João
Paulo Saconi | O Globo
Há
nove meses, desde que a Covid-19 se transformou em uma tragédia diária na vida
dos brasileiros, o cientista político Carlos Pereira, da Fundação Getulio
Vargas (FGV), tem conduzido uma pesquisa acadêmica para observar como eleitores
de diferentes espectros políticos pensam a respeito de temas políticos e
sociais. Com mais de 20 mil respostas colhidas até agora, o estudo ainda está
em curso e, conforme publicou a coluna do jornalista Merval Pereira, os
resultados indicam que a pandemia foi
uma “bomba atômica” para a polarização ideológica que guiou o
país nos últimos anos. Os motivos foram abordados na entrevista abaixo.
A
pandemia transformou o pensamento do brasileiro?
Sim.
Um dos nossos principais achados, em três rodadas de perguntas ao longo do ano,
foi o rompimento com o presidente de pessoas que, mesmo sem serem próximas à
base dele, optaram por não votar no PT em 2018. A pandemia custou eleitores a
Bolsonaro, por causa da forma como ele a tratou. É o que o estudo sugere, ainda
que 2022 esteja longe e o cenário possa mudar.
Qual
foi o peso da Covid-19 nesse processo que o senhor descreve?
Esses
eleitores se afastaram à medida em que estavam próximos de pessoas
contaminadas, familiares ou amigos em casos graves ou fatais.
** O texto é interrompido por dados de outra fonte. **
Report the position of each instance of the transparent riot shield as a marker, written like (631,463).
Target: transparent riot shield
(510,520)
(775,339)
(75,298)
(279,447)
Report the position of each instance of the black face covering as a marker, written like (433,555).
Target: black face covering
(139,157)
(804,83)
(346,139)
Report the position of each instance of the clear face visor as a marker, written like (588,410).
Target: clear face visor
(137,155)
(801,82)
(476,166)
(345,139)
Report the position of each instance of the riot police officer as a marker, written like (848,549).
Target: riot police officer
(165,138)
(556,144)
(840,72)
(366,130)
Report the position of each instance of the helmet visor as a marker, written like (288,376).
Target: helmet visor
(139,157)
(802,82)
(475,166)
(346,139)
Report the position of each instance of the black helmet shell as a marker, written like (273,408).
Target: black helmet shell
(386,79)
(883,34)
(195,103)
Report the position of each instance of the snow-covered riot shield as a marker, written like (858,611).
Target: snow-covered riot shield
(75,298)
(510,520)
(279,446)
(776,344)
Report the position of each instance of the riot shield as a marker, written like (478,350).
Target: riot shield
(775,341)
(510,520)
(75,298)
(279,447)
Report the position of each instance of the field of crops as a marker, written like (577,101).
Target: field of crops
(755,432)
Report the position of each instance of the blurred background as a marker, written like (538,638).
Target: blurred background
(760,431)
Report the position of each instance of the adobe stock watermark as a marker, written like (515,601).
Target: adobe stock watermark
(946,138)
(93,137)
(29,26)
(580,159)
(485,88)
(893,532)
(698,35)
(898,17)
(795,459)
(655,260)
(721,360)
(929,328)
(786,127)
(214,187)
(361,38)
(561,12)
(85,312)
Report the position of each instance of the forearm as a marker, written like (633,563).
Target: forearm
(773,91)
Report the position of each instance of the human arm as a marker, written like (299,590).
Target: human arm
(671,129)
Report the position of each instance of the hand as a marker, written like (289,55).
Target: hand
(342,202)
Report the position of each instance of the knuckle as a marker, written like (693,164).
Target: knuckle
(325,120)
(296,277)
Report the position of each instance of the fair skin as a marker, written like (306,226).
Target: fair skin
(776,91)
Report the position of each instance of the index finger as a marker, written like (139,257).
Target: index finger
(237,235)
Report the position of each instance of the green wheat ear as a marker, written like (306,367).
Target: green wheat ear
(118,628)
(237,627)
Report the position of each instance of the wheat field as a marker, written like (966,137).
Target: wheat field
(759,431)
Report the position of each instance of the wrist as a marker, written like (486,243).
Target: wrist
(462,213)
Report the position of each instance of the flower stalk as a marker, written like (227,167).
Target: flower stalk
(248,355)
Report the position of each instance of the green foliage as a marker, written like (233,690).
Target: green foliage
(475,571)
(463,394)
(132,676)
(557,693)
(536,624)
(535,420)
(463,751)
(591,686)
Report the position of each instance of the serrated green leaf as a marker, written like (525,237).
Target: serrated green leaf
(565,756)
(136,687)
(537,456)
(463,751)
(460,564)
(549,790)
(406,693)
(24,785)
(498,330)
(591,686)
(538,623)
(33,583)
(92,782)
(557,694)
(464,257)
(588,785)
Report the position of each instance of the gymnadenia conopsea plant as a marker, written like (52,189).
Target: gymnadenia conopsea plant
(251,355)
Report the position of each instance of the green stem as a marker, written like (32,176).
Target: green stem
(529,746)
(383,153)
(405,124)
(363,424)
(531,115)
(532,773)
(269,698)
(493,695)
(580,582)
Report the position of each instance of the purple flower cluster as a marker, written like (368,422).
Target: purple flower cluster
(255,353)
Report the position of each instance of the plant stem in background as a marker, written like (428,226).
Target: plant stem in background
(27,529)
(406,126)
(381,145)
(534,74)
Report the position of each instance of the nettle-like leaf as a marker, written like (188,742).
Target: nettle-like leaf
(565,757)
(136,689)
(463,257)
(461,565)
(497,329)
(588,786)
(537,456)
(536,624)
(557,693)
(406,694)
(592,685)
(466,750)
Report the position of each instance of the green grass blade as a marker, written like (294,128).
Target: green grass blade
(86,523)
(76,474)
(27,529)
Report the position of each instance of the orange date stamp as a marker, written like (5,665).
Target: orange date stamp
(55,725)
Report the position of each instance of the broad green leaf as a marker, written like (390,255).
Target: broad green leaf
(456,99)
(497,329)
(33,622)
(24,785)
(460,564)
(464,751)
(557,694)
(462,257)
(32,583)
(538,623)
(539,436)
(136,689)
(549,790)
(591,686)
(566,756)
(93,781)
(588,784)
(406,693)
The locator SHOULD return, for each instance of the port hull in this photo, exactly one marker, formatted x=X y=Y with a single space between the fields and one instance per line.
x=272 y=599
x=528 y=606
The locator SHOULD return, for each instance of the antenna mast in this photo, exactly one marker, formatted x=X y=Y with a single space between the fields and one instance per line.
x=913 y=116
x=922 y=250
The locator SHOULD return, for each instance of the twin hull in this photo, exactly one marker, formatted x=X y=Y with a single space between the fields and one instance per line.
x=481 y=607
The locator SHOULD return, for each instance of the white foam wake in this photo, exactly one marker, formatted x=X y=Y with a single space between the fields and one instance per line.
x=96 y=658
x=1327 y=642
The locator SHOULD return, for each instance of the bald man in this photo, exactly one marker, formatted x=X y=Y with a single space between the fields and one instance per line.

Eles se tornaram
mais favoráveis ao isolamento social e mais críticos a Bolsonaro, além de
passarem a se importar menos com os riscos econômicos do momento,
independentemente de sua renda. O presidente manteve seus eleitores que
chamamos de “identitários”, que se nutrem do conservadorismo e dos valores a
ele associados.
Qual
o destino desses eleitores?
Identificamos
que eles migraram para o centro, em busca de moderação. A pandemia foi uma
bomba atômica para a polarização que, antes, equilibrava o bolsonarismo e o
petismo em polos opostos. Diante do risco de vida da Covid-19, as pessoas se
tornaram dispostas a saídas menos radicais. Estão querendo previsibilidade e
conforto em vez de surpresas.
Essa
tendência interfere na eleição municipal?
Sim.
Por isso é possível notar que candidatos apoiados por Bolsonaro e Lula estão
pessimamente posicionados nas pesquisas. A polarização não acabou, mas perdeu a
competitividade.
Bolsonaro
assumiu um tom moderado ultimamente. Qual o efeito desse processo?
No
caso do presidente, o tom moderado ajuda na governabilidade, mas não em ganhos
eleitorais. A base orgânica dele precisa ser alimentada com o racialismo e, até
aqui, não estava participando do processo eleitoral. Talvez o acirramento das
falas de anteontem, sobre a vacina, possa cumprir esse papel de aglutinação em
torno dos candidatos que ele apoia.
A
vacinação pode ser utilizada para alimentar a polarização?
Sim.
As pessoas estão cansadas do isolamento social, que foi motivo de discussões em
outro momento. O debate em torno da obrigatoriedade das vacinas e dos países
onde estão sendo desenvolvidas pode nutrir a polarização. É preciso observar se
o presidente manterá suas posições.
Os
últimos dias foram marcados por comparações com a eleição americana. Há
semelhanças com o Brasil?
Guardadas
as devidas proporções e diferenças, existem muitas similaridades nas formas de
governar de Donald Trump e Bolsonaro. Joe Biden talvez tenha sido o melhor
representante de um governo sem surpresas, desejado por causa da pandemia. Isso
pode acontecer no Brasil, embora ainda seja cedo para cravar nomes. O centro
pode se tornar uma alternativa crível.
Bolsonaro
conseguiria reconquistar os eleitores perdidos? De que maneira?
Depende do oponente. As pessoas que migraram da direita para o centro nos dizem que só votam em Bolsonaro novamente se o adversário dele for da esquerda mais uma vez.